Figure 1. Cellular genetic heterogeneity in neoadjuvant HER2-targeted treatment patient cohorts.

(A) Representative image of STAR-FISH analysis. Nuclear outline image and topological map of the sample are shown. Scale bars: 50 μm. WT, PIK3CA wild-type STAR-FISH signal; CEP17, chromosome 17 centromeric probe; ERBB2, ERBB2-specific FISH probe; MUT, PIK3CA mutant; Amp, amplification of ERBB2. (B) Summary of frequencies of cells with distinct genotypes in Norwegian (NOR) and T-DM1 cohorts. pCR, pathological complete response; No pCR, no pathological complete response. (C) Frequencies of cells with distinct genotypes in each analyzed sample from NOR cohort.
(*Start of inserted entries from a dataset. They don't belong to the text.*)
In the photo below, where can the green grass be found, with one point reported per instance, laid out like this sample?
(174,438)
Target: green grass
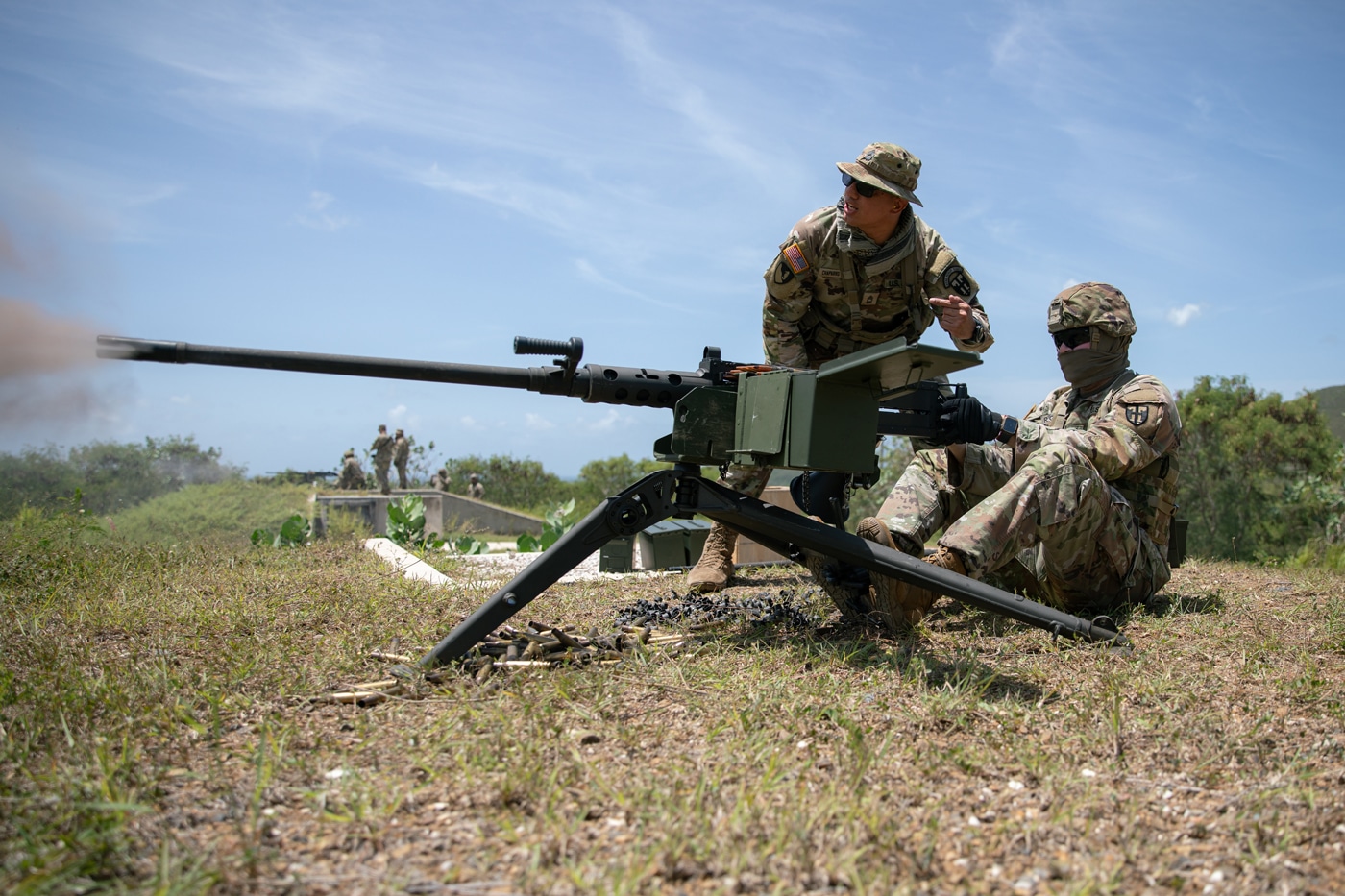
(225,512)
(158,738)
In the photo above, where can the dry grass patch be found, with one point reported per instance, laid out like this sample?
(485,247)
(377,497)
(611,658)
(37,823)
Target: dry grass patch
(158,738)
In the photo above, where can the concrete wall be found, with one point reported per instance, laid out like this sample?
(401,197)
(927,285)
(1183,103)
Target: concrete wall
(444,513)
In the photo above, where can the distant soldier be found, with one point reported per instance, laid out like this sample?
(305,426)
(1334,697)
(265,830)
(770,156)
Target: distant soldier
(401,455)
(352,473)
(382,449)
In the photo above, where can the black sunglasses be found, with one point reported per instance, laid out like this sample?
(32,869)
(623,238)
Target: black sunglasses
(861,187)
(1072,338)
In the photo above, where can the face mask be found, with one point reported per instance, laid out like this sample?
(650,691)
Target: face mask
(1100,362)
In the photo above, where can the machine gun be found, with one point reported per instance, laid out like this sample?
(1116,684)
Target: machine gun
(303,476)
(811,420)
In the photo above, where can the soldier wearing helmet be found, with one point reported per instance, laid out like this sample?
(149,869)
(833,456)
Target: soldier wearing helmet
(401,456)
(849,276)
(1071,505)
(352,473)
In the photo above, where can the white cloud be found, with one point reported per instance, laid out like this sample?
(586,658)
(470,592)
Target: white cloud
(1184,315)
(318,217)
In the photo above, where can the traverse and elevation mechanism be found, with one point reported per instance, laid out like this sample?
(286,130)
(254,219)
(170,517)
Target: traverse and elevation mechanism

Each row corresponds to a single image analyzed (n = 3 per case). Gray represents a frequency of 0. Images are grouped according to the patient ID, and patient IDs are grouped according to response (left). For nonresponders, frequency of genotypes after treatment is also shown (right). (D) Average genotype frequency in pre- versus posttreatment samples from NOR cohort. P values from a Wilcoxon test comparing the change in frequency pre- and posttreatment to 0. (E) Unsupervised clustering of frequencies of cells with distinct genotypes per patient in pretreatment samples from Norwegian cohort. Samples are colored according to response. (F) Differences in genotype frequencies between groups identified in (E). P values from Kruskal-Wallis test. (G) Frequencies of cells with distinct genotypes in each analyzed sample from T-DM1 cohort. Images are grouped according to the patient ID, and patient IDs are grouped according to response.